Wykup dostęp, aby dodać komentarz.

To ja dodam coś od siebie. Moja przygoda z eTutorem zaczęła się już dawno. Przy okazji jakichś kodów do gazet. Zrobiłem coś, ale porzuciłem po zakończeniu dostępu. Teraz znowu aktywowałem konto z kodu, ale dokupiłem roczny dostęp.
A jak się uczę? Generalnie to mam 3 godziny angielskiego w szkole, to jest jakby "main way" mojej nauki.
Tutaj eTutor przydaje się jako super narzędzie do powtórek specjalnych, czyli wpisuję słówka z podręcznika i po prostu przez eTotora się uczę. Wyniki? Nie dostałem niżej niż 96%.
Do tego robię normalne lekcje eTutora. Słownictwo zapisuję w notesie, tak samo z jakimiś zagadnieniami gramatyki, których nie znałem. No i powtórki, kolejne lekcje, ćwiczenia.
Mstanclik

Wykup dostęp, aby dodać komentarz.

Odpuść sobie dodawanie słów z przykładowych zdań. Przybędzie Ci powtórek często ze słów nie aż tak potrzebnych na początku. Jak masz czas to lepiej przerabiaj więcej lekcji (ale też nie przesadzaj). Lekcje zapoznają Cię najpierw z podstawowym materiałem także w zakresie słownictwa. Jak chcesz szybko poznać podstawowe słownictwo to masz listę 1000 najpopularniejszych słów - możesz dodawać słowa z tej listy. Tylko nie przesadzaj bo jak narobisz sobie za dużo powtórek to się zniechęcisz, a podstawa to codzienne powtórki. Pamiętaj, że z czasem powtórek będzie przybywało!
N
netis7
Wojtek.22 - Ok.dziękuję - 5 lat temu

Wykup dostęp, aby dodać komentarz.

Ja dopiero zacząłem z etutor i zrobiłem właściwie pierwszą lekcję i mam pytanie o powtórki. Są dodawane automatycznie jakieś słowa czy muszę wszystko ręcznie dodawać?
Pytam bo przy każdym punkcie są 2 opcje "Dodaj do powtórek" i "Pomiń" i coś muszę wybrać aby przejść dalej. Jak zacznę przy każdym zdaniu Dodawać to będzie tego za dużo potem. A jak będę wybierał Pomiń to znaczy że nic nie będzie nigdy dodane?
A
Asag
Diversis - Jest tak jak piszesz - masz wybór czy chcesz dodać dane słowo / przykładowe zdanie do głównego systemu powtórek.
Ja przez długi czas dodawałem wszystko "jak leci" i z perspektywy czasu uważam że... był to błąd, mam teraz chaos w głównym systemie powtórek i w efekcie usuwam z niego co mniej potrzebne wyrażenia.
Podejrzewam więc, że lepszym podejściem jest dodawanie tylko faktycznie potrzebnych słówek.
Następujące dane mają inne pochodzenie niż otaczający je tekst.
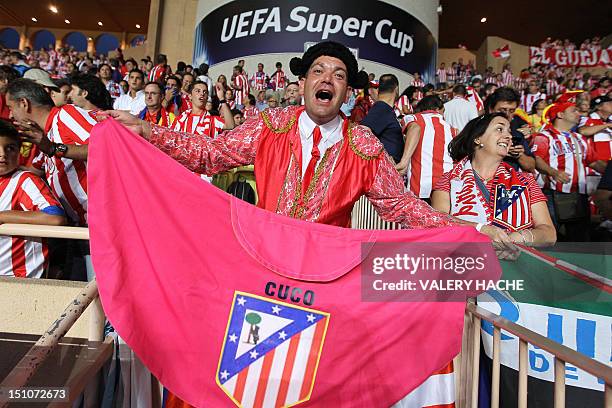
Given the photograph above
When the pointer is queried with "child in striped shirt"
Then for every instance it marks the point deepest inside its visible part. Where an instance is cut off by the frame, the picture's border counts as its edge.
(24, 199)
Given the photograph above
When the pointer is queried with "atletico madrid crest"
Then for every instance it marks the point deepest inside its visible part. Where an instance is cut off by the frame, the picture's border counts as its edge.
(511, 207)
(270, 352)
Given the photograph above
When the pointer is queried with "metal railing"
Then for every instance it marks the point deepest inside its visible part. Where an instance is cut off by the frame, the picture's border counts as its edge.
(563, 355)
(364, 216)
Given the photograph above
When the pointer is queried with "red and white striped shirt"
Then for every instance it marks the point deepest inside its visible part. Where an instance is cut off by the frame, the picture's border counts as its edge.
(24, 191)
(558, 150)
(203, 124)
(157, 72)
(602, 141)
(507, 78)
(473, 97)
(431, 158)
(441, 73)
(279, 80)
(68, 178)
(259, 81)
(527, 100)
(241, 89)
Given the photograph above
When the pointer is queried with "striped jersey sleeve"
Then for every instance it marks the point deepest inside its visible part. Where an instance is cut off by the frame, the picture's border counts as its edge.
(32, 194)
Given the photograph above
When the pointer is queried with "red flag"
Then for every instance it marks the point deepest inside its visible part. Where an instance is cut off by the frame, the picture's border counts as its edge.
(503, 52)
(229, 304)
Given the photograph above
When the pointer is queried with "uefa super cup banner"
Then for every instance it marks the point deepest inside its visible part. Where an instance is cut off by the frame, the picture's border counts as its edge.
(380, 32)
(576, 58)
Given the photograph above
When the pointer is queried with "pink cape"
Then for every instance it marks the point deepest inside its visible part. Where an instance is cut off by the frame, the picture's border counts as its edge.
(176, 259)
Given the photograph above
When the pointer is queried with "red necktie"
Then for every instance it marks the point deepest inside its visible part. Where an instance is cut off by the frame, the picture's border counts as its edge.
(315, 156)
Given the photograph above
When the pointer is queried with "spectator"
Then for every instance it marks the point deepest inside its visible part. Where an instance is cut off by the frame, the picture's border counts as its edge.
(203, 76)
(18, 63)
(198, 120)
(489, 185)
(250, 110)
(441, 76)
(133, 100)
(240, 84)
(125, 87)
(89, 93)
(158, 73)
(272, 101)
(505, 100)
(459, 111)
(535, 116)
(562, 157)
(531, 95)
(364, 102)
(259, 80)
(7, 74)
(238, 117)
(381, 118)
(172, 99)
(63, 141)
(60, 93)
(292, 94)
(425, 157)
(603, 196)
(127, 68)
(489, 88)
(105, 72)
(599, 126)
(154, 112)
(222, 79)
(26, 199)
(278, 80)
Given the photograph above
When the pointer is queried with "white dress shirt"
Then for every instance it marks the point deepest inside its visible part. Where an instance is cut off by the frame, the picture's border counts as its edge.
(331, 133)
(459, 111)
(133, 105)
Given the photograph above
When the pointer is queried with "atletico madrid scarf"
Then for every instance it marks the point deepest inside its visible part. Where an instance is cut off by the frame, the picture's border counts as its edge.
(507, 205)
(228, 304)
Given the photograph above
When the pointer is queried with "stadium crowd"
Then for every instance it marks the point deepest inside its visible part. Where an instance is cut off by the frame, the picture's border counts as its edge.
(558, 121)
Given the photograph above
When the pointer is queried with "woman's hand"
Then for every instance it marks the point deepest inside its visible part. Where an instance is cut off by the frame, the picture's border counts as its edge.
(519, 238)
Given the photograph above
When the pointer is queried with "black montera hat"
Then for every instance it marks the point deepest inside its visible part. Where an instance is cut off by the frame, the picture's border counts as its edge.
(356, 79)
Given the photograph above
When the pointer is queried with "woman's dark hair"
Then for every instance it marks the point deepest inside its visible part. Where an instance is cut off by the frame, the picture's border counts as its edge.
(463, 144)
(429, 102)
(409, 92)
(535, 104)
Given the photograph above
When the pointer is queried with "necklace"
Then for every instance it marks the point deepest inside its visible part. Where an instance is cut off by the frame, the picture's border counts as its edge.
(482, 178)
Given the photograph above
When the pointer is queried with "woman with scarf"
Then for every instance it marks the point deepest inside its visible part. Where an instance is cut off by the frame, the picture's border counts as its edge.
(481, 188)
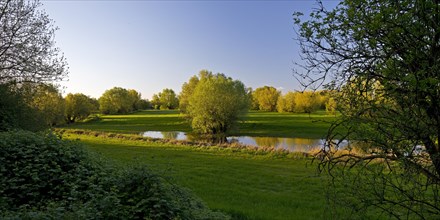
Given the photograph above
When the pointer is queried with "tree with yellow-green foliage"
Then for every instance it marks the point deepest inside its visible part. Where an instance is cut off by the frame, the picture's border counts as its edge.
(216, 103)
(286, 102)
(78, 107)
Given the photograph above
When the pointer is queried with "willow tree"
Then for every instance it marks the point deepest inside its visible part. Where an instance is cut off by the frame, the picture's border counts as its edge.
(266, 97)
(27, 46)
(383, 59)
(216, 103)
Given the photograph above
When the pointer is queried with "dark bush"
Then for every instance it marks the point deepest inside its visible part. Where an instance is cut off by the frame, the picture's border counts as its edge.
(44, 177)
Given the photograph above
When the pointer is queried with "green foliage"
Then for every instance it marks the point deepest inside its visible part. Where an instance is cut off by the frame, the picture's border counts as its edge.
(300, 102)
(330, 106)
(15, 113)
(267, 98)
(187, 91)
(46, 177)
(382, 58)
(118, 101)
(78, 107)
(39, 169)
(216, 104)
(246, 184)
(27, 45)
(286, 103)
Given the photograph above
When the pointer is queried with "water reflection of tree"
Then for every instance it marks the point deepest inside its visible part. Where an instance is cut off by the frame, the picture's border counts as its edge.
(170, 134)
(267, 141)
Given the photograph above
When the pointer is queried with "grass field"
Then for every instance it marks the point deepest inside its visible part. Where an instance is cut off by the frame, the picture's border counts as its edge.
(270, 124)
(244, 184)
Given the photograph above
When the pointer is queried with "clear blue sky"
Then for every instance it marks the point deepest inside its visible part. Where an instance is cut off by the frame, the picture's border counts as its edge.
(152, 45)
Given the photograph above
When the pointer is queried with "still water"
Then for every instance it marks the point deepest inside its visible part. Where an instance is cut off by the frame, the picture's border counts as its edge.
(290, 144)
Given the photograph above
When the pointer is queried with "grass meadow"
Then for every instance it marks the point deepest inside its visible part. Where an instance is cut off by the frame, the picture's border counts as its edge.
(255, 123)
(245, 184)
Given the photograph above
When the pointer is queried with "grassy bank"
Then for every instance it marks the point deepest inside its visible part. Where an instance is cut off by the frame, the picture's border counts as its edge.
(270, 124)
(244, 184)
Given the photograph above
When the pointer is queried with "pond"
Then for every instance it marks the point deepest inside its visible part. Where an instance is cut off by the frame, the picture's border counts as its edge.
(290, 144)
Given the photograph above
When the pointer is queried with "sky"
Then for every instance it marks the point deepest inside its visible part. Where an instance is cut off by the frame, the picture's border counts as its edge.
(152, 45)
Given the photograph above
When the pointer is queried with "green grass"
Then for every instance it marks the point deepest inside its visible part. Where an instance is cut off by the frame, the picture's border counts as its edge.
(244, 184)
(270, 124)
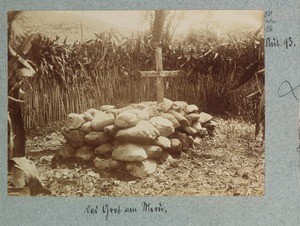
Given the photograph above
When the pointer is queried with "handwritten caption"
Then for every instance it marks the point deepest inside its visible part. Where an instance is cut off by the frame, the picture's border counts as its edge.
(273, 41)
(106, 210)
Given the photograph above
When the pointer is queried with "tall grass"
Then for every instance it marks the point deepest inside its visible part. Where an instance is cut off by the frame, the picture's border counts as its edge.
(105, 70)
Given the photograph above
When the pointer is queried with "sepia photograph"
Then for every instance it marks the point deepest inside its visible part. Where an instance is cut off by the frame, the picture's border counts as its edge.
(136, 103)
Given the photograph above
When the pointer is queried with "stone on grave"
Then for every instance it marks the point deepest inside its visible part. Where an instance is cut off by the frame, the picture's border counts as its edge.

Osobiście jednak uważam, że najlepsze są grupy słówek pogrupowane tematycznie i po poziomach, czyli tak jak to jest zrobione w większości "word banków" z końców podręczników do nauki angielskiego.
- 5 lat temu
piotr.grela - Największy problem jest w doborze jakie słówka, zwroty, kolokacje dać do powtórek, które nam będą potrzebne a które nie.
To zależy od wielu czynników, naszego wieku, zawodu, wykształcenia, zainteresowań i skąd będą nasi rozmówcy.
Inny język angielski jest w Edinburgu, inny w Londynie, inny w Nowym Jorku a inny w Johannesburgu... Nauka języka angielskiego z pozoru wydaje się łatwa...
- 5 lat temu zmieniany: 5 lat temu
BeutyPons - Asag-do powtórek dodawaj te słowa i zwroty,które sprawiają ci trudność i których nie przyswoiłeś.Wtedy ma to sens :) - 5 lat temu

Wykup dostęp, aby dodać komentarz.

@Asag, moim zdaniem należy dodawać wszystkie słówka. Nigdy nie wiesz co Ci się przyda w przyszłości. Fakt, że łączna liczba powtórek będzie się nawarstwiać, jednak system działa tak, że słowa które pamiętasz w powtórkach pojawiają się coraz rzadziej. Piotrek Grela zwrócił uwagę na aspekt regionalny - a w przypadku angielskiego to temat rzeka. Zauważ, że nawet jak rozmawiasz w rodzimym języku to różne osoby używają różnego zasobu słownictwa.
N
netis7
Bogusia1231 - Miesięcznie sprawdzam w słowniku około 100-200 słówek . Dodatkowo dochodzą słówka z lekcji etutora. Jest nierealne, żebym się tego wszystkiego nauczyła, w związku z tym staram się ograniczyć dodawanie nowych słówek, tak żeby nie pogrążyć się w rozpaczy, że: nic nie pamiętam, jestem zakopana powtórkami, a procent pozytywnych odpowiedzi jest znikomy.... - 5 lat temu
Diversis - "Nigdy nie wiesz co Ci się przyda w przyszłości" - miałem takie samo założenie na początku, a jaki w moim przypadku był tego efekt - napisałem wyżej. Niemniej każdy jest inny, ja zgadzam się z tym co napisała Bogusia1231.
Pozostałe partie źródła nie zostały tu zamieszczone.